The keynote speakers were Barbara Kellerman, Harvard University, who spoke on “Leadership and Followership — the Dark Side” and Joanne Ciulla, Rutgers University, who presented “Aesop’s Fables About Why Followers Make Bad Choices.”

Two days of talks covered a variety of topics, and workshops engaged academicians in how positive forms of leadership and followership can be promoted. The topic of avoidant leadership was addressed in a talk by Thiraput Pitichat, Chulalongkorn University, and Jeffrey Yip, Simon Fraser University. Michael Lickers, from the School of Leadership at Royal Roads University, and Lorelei Higgins Parker, Mediators Beyond Borders International and Canadian Equality Consulting, discussed leadership virtues and parallels with indigenous ways of knowing. KLI Academic Director David Day and Toby Newstead of the University of Tasmania spoke on a place-based approach to leadership development.


The conference struck to the core of CMC’s mission to educate its students for thoughtful and productive lives and responsible leadership in business, government, and the professions. It also aligned with CMC’s efforts with the Carnegie Foundation for the Advancement of Teaching on a new elective classification designation on leadership for public purpose.

President Hiram E. Chodosh encapsulated the importance of the conference in a broader context in his introductory conversation with Day, who is also professor of psychological science, Steven L. Eggert ’82 P’15 Professor of Leadership, and George R. Roberts Fellow.

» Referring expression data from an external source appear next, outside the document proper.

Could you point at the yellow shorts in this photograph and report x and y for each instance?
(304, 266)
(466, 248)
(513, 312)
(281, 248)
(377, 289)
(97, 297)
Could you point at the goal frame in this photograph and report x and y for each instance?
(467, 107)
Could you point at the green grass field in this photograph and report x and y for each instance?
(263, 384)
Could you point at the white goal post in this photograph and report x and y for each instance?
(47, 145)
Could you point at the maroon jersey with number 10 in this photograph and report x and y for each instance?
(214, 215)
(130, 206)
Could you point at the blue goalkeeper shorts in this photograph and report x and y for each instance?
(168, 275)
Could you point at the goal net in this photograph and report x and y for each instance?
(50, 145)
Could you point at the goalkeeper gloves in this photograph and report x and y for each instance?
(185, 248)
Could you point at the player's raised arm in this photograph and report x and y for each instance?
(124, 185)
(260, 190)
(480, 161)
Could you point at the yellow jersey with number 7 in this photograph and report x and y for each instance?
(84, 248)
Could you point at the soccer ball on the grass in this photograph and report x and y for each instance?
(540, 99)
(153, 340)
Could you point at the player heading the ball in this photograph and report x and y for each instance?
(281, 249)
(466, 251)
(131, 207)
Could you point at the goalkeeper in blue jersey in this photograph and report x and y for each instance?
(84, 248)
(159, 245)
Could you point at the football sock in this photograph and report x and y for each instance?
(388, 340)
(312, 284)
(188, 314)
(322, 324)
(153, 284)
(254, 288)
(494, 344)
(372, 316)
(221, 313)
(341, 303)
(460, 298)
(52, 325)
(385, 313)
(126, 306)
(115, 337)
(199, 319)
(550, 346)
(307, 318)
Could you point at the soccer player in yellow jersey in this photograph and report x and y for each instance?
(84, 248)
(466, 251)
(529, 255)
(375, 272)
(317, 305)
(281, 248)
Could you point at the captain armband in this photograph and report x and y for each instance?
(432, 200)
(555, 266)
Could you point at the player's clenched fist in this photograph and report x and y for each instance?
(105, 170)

Chodosh thanked and congratulated the conference organizers and participants, explaining, 
“We have a lot to learn about how to train, educate, and develop leaders in our society … because the sustainability of our society and broader civilization really depends on it, our ability to learn in a world of increased uncertainty and rapid change.” 


When asked about the virtues of responsible leadership, Chodosh stressed “courage, empathy, and creativity.” In response to a final question about CMC’s approach to liberal arts and leadership, Chodosh characterized what he calls the elements of learning (responsibility, curiosity, community, and experience) through four mantras: “We learn when we own it. We learn through questions. We learn from others. And—a key element valued by CMC—we learn through experience.”

Day concluded: “I think you've just articulated what is the foundation of leader development, which is building the capacity to learn your way out of problems that you’ve never experienced before.”